What is LFS anyway?
ken at kenmoffat.uklinux.net
Mon May 10 04:07:27 PDT 2004
On Mon, 10 May 2004, Jon wrote:
> Joel Miller wrote:
> >As much as I always install a dhcp client on all the machines I build,
> if we stick dhcp
> >into the base LFS, whose instructions are to be followed in order and
> none are to be
> >skipped, what dhcp client will go into the book. Therein lies the
> problem as I see it. I >happen to use and like dhclient. Other people I
> know use dhcpcd. Yet others I know use a >program called pump which I
> have no knowledge of. The choise of client should be up to
> >the user. Is it enough that perhaps we point them to the dhcp section
> in BLFS?
> Why can there not be an option as to which to install? When reading
> from top to bottom, you can say "At this point you have a choice...".
> If someone can build LFS, then I am sure that they can follow the part
> where you skip section X.y.B and X.y.C if you did X.y.A
Yay! A chance to get lilo back into the book! As I've said before,
I'm all in favour of (at a minimum) arch-specific bootloaders (grub,
yaboot, various lesser-used things) and of building the bootloader at
the end of the book, but recognising that people are building LFS on
other architectures adds more overhead for the editors.

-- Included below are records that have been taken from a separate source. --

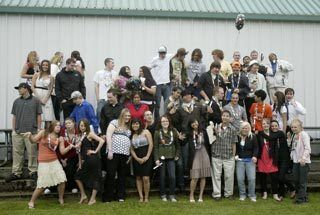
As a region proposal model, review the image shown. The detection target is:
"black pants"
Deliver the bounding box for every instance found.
[63,156,79,191]
[244,97,255,123]
[293,163,309,202]
[278,160,295,196]
[102,154,129,202]
[259,172,279,194]
[51,95,61,121]
[61,100,76,120]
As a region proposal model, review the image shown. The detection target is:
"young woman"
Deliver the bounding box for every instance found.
[130,118,153,202]
[114,66,132,104]
[27,121,67,209]
[270,120,295,198]
[289,119,311,204]
[103,108,132,202]
[58,118,79,193]
[126,91,149,125]
[71,50,85,77]
[139,66,157,112]
[21,51,39,84]
[153,115,182,202]
[235,122,258,202]
[257,119,281,201]
[31,60,55,128]
[272,91,288,131]
[188,118,211,202]
[75,119,105,205]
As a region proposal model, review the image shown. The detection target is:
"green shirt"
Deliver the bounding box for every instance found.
[153,128,181,160]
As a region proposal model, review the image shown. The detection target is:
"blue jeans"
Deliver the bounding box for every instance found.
[155,83,171,119]
[159,159,176,196]
[176,141,189,189]
[236,160,256,199]
[96,99,107,122]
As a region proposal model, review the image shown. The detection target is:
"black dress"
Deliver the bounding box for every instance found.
[75,137,102,191]
[132,135,153,176]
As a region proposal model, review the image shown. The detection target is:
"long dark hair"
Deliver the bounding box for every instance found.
[188,118,202,134]
[273,91,286,114]
[39,60,51,78]
[130,118,144,138]
[78,119,90,134]
[156,115,173,131]
[140,66,156,83]
[191,48,203,61]
[71,50,85,69]
[119,66,131,78]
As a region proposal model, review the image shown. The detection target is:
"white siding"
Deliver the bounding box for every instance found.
[0,14,319,128]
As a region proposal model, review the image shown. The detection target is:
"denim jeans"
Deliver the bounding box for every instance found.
[155,83,171,119]
[236,160,256,199]
[159,159,176,196]
[96,99,107,122]
[176,141,189,189]
[293,163,309,202]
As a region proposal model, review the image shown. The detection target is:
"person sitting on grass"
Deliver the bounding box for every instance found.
[27,121,67,209]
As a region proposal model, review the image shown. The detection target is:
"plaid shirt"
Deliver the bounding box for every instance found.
[211,124,237,159]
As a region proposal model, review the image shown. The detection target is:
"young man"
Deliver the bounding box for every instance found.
[69,91,99,134]
[249,90,272,132]
[170,48,188,87]
[212,49,233,82]
[250,50,267,77]
[150,46,173,119]
[144,110,156,136]
[285,88,306,132]
[55,58,86,120]
[226,62,250,105]
[198,61,225,102]
[207,86,225,126]
[223,92,247,131]
[211,110,238,200]
[93,58,117,120]
[266,53,293,103]
[164,86,183,114]
[6,83,42,182]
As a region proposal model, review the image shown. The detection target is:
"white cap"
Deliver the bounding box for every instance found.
[158,46,167,53]
[70,91,82,99]
[249,60,259,67]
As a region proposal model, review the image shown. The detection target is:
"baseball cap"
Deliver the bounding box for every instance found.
[158,46,167,53]
[14,83,31,89]
[248,60,259,67]
[70,91,83,99]
[177,48,188,56]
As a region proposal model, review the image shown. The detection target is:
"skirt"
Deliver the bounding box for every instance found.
[37,160,67,188]
[190,146,211,179]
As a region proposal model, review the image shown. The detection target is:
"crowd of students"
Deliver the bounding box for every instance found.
[7,47,310,209]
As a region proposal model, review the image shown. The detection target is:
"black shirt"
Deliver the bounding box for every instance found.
[100,102,123,134]
[55,68,86,102]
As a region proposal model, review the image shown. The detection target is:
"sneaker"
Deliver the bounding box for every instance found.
[213,197,221,201]
[118,199,125,202]
[239,197,246,201]
[5,173,21,182]
[262,192,267,200]
[71,188,78,194]
[161,196,168,202]
[170,197,177,202]
[30,172,37,181]
[44,189,51,195]
[250,197,257,202]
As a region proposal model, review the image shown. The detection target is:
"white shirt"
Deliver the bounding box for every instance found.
[272,105,287,130]
[93,69,117,100]
[150,54,173,85]
[50,63,60,96]
[287,100,306,125]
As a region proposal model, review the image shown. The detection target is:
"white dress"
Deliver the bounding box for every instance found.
[34,76,55,121]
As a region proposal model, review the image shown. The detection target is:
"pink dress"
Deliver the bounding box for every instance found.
[257,141,278,173]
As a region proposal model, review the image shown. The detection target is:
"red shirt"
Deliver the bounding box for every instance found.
[126,103,149,125]
[249,102,272,131]
[57,127,78,159]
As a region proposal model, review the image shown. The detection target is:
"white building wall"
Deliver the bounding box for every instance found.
[0,14,319,129]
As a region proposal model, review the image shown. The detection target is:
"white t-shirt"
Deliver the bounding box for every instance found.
[273,105,287,130]
[50,64,60,78]
[93,69,117,100]
[150,54,173,85]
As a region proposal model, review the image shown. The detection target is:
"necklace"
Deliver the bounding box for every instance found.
[193,132,202,150]
[253,103,266,131]
[231,74,241,89]
[159,129,173,145]
[48,134,58,151]
[230,104,241,119]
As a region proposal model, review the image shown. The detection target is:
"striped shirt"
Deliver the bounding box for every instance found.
[211,124,237,159]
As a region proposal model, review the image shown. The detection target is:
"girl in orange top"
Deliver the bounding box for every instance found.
[27,121,68,209]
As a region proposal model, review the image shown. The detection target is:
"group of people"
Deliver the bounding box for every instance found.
[7,47,310,209]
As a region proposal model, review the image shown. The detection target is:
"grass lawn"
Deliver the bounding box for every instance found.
[0,193,319,215]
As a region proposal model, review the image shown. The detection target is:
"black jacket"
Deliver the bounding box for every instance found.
[207,98,222,125]
[198,71,225,99]
[227,73,250,100]
[236,134,259,159]
[55,68,86,103]
[100,102,123,134]
[257,131,279,165]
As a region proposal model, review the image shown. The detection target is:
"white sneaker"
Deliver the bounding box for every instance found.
[71,188,78,194]
[239,197,246,201]
[171,198,177,202]
[161,197,167,202]
[250,197,257,202]
[44,188,51,195]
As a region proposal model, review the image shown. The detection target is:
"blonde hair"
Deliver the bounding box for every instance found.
[118,108,131,128]
[51,52,63,65]
[239,121,253,137]
[291,119,303,129]
[27,51,38,66]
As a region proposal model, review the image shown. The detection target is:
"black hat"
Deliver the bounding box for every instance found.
[14,83,31,89]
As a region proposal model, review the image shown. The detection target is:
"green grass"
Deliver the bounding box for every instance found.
[0,193,319,215]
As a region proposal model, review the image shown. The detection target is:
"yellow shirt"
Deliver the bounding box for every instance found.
[220,60,233,80]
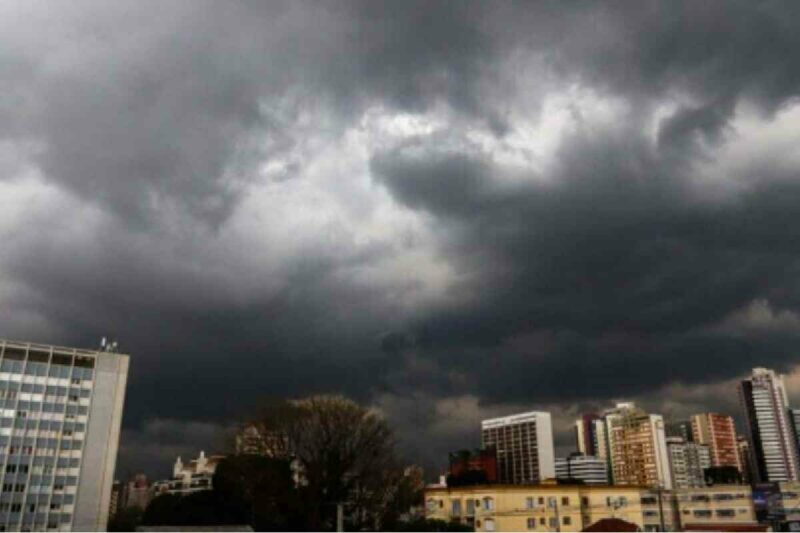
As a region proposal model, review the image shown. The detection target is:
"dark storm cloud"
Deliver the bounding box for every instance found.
[2,0,800,475]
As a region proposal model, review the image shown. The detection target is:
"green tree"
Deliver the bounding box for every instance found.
[253,395,403,530]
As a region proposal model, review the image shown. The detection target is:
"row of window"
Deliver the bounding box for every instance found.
[1,483,75,494]
[0,383,92,397]
[526,516,570,529]
[681,493,749,502]
[683,508,749,518]
[0,503,64,513]
[0,361,93,380]
[441,495,627,515]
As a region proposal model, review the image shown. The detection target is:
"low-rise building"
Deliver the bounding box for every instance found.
[675,485,757,531]
[425,483,649,532]
[764,481,800,531]
[425,483,758,532]
[152,451,225,496]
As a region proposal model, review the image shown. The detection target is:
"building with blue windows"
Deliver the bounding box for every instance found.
[0,339,129,532]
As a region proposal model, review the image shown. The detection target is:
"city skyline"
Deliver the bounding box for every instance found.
[3,0,800,481]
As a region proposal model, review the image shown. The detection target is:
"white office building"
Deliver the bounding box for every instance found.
[0,339,129,531]
[481,411,555,484]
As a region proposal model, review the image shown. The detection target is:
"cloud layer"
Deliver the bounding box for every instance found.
[2,0,800,477]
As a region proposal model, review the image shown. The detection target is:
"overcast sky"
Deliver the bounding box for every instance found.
[3,0,800,479]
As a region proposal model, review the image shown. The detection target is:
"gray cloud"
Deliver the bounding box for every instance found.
[2,0,800,476]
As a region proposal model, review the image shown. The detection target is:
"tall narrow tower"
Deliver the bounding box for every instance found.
[739,367,800,482]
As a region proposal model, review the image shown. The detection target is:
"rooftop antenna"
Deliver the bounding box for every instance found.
[100,337,119,353]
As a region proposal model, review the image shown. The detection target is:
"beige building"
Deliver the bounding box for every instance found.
[690,413,742,472]
[425,483,757,532]
[605,403,672,489]
[674,485,757,530]
[425,483,648,532]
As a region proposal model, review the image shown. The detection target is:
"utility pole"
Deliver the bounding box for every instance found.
[337,503,344,532]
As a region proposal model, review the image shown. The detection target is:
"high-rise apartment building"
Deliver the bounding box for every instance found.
[0,339,129,531]
[555,454,608,485]
[739,367,800,482]
[481,412,555,484]
[604,403,672,489]
[575,414,599,456]
[666,436,710,489]
[690,413,742,472]
[574,414,609,461]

The freedom to use or omit functionality, and to choose which competing
package to use, is a natural part of BLFS. We assume our users have
enough experience to work out what they need to do after LFS. If we're
going to start merging BLFS *packages* into LFS, things will get very
messy for the editors of both books. [Note: I'm not arguing against
moving inputrc and other configuration into LFS]
Notice that as the community grows, the number of LFS "product lines"
is growing towards the debian model. That isn't a problem, but it means
the expertise will be spread more narrowly. Adding *optional* things
into LFS is just going to make it harder to test a release.